Zensur kritischer Inhalte, sinnverfälschende Einmischungen und eine unverkennbare Nähe zum Kreml und zu Rosneft – die Vorwürfe gegen den neu eingesetzten Vedomosti-Chefredakteur Andrej Schmarow sind schwerwiegend. Zahlreiche Redakteure der Zeitung haben aus Protest inzwischen ihre Kündigung eingereicht. Viele Beobachter fühlen sich an das Schicksal von NTW, Lenta.ru oder RBC erinnert: Geht mit Vedomosti nun ein weiteres Flaggschiff der unabhängigen Presse in Russland unter? Pjotr Mironenko und Irina Malkowa berichten auf The Bell.
Die Zeitung Vedomosti, so wie wir sie seit zwanzig Jahren kennen, wird es bald nicht mehr geben. Der vom neuen Eigentümer Iwan Jeremin einberufene Verwaltungsrat hat Andrej Schmarow, den Mitgründer der Zeitschrift Expert, zum neuen Chefredakteur von Vedomosti ernannt. Schmarow hatte im März 2020 den Posten kommissarisch übernommen und war bald in Konflikt mit der Redaktion geraten: Diese beschuldigte ihn der Zensur. Aus Protest reichten [am 15. Juni 2020] alle leitenden Redakteure die Kündigung ein.

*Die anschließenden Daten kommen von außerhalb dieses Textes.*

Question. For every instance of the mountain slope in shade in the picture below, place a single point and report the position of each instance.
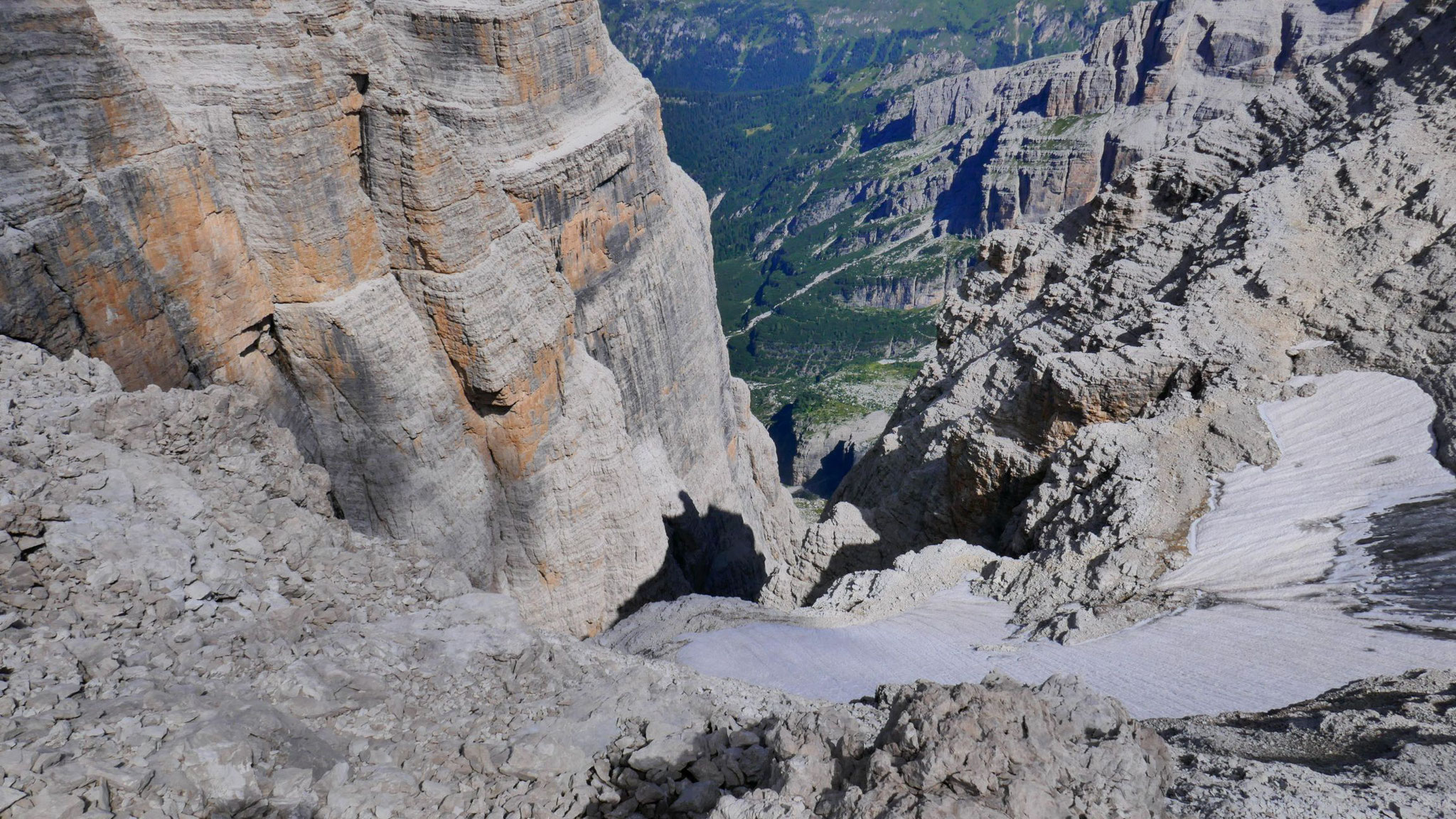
(444, 242)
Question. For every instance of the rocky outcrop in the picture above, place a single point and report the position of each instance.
(1351, 752)
(1011, 146)
(1093, 373)
(186, 628)
(951, 752)
(443, 242)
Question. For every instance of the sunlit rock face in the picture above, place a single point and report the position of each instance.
(1022, 143)
(443, 241)
(1093, 372)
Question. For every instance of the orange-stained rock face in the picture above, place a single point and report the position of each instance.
(441, 240)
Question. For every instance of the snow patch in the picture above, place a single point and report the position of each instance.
(1267, 551)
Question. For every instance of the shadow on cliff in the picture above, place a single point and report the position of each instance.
(964, 208)
(785, 442)
(707, 554)
(832, 471)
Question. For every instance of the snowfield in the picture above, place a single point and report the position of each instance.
(1279, 552)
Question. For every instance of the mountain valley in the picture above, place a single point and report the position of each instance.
(390, 427)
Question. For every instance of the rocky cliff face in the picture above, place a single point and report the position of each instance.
(1094, 372)
(188, 630)
(443, 242)
(989, 149)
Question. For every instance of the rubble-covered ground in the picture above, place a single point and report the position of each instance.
(186, 630)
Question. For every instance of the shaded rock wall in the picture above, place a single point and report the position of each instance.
(1018, 144)
(1094, 372)
(444, 244)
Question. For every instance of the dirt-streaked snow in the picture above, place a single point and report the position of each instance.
(1268, 551)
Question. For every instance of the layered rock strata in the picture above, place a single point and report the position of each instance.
(1094, 372)
(443, 242)
(989, 149)
(186, 628)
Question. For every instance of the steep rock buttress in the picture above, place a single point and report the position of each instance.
(441, 241)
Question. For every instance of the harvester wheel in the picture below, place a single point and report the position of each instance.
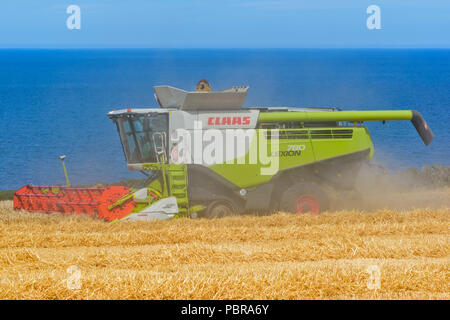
(219, 208)
(304, 198)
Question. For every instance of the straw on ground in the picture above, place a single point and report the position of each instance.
(280, 256)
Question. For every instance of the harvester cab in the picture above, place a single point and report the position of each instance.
(205, 154)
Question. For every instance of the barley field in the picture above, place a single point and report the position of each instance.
(383, 254)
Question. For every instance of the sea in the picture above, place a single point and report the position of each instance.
(54, 102)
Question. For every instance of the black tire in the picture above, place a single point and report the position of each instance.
(304, 198)
(219, 209)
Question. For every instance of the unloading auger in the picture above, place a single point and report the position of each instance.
(316, 149)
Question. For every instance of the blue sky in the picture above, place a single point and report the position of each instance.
(224, 24)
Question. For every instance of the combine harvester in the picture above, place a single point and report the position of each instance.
(285, 159)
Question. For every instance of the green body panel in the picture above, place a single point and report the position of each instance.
(177, 183)
(319, 144)
(336, 116)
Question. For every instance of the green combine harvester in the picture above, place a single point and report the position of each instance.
(205, 155)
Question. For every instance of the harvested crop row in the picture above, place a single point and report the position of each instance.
(279, 256)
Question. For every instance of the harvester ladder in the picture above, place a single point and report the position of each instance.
(178, 186)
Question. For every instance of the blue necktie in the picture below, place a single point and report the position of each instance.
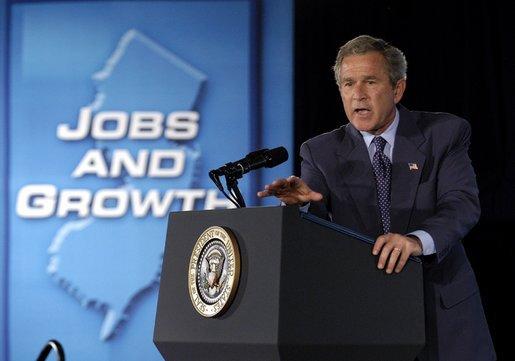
(382, 172)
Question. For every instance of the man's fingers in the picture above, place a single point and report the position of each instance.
(402, 262)
(385, 253)
(394, 256)
(380, 241)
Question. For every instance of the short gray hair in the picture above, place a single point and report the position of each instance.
(395, 60)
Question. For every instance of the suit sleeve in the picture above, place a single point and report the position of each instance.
(316, 181)
(457, 201)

An der Ernennung Schmarows war laut Recherchen von Meduza, The Bell, Forbes und Vedomosti vermutlich auch Michail Leontjew, der Pressesekretär von Rosneft beteiligt. Seit 2017 hatte das Unternehmen, dem Vedomosti gehörte, einen riesigen Kredit bei einer Tochterbank von Rosneft laufen.
Das ist passiert
Der Verwaltungsrat von Vedomosti (Aktiengesellschaft Business News Media (BNM)) hat Mitte Juni in neuer Zusammensetzung getagt und Andrej Schmarow als Chefredakteur der Zeitung bestätigt. Es war der neue Vedomosti-Eigentümer Iwan Jeremin, der die Ernennung Schmarows initiiert hatte. Am 10. Juni hatte Jeremin dann bekanntgegeben, dass der Verwaltungsrat in Kürze tagen werde und die Journalisten ihrerseits einen Kandidaten vorschlagen sollten. Denn laut Gesellschaftervertrag muss der Verwaltungsrat des BNM neben dem Kandidaten des Eigentümers auch einen Kandidaten der Redaktion in Betracht ziehen. Die Redaktion schlug daraufhin eine Herausgeberin zahlreicher Co-Projekte von Vedomosti vor, die ehemalige Vedomosti-Redakteurin Anfissa Woronina.
Der neue Verwaltungsrat besteht aus Jeremin, dem Geschäftsführer eines seiner Unternehmen Michail Neljubin, dem ehemaligen Chefredakteur von TASS und ehemaligen Leiter des Finanzressorts von Vedomosti Anton Trifonow, dem anfänglichen Kaufinteressenten Konstantin Sjatkow und dem Dozenten für Unternehmensrecht der Juristischen Fakultät der MGU Alexander Molotnikow. Mit drei zu zwei stimmten die Ratsmitglieder für Schmarow. Die vierte und entscheidende Stimme für Schmarow kam vom Vorsitzenden des Verwaltungsrats – Jeremin.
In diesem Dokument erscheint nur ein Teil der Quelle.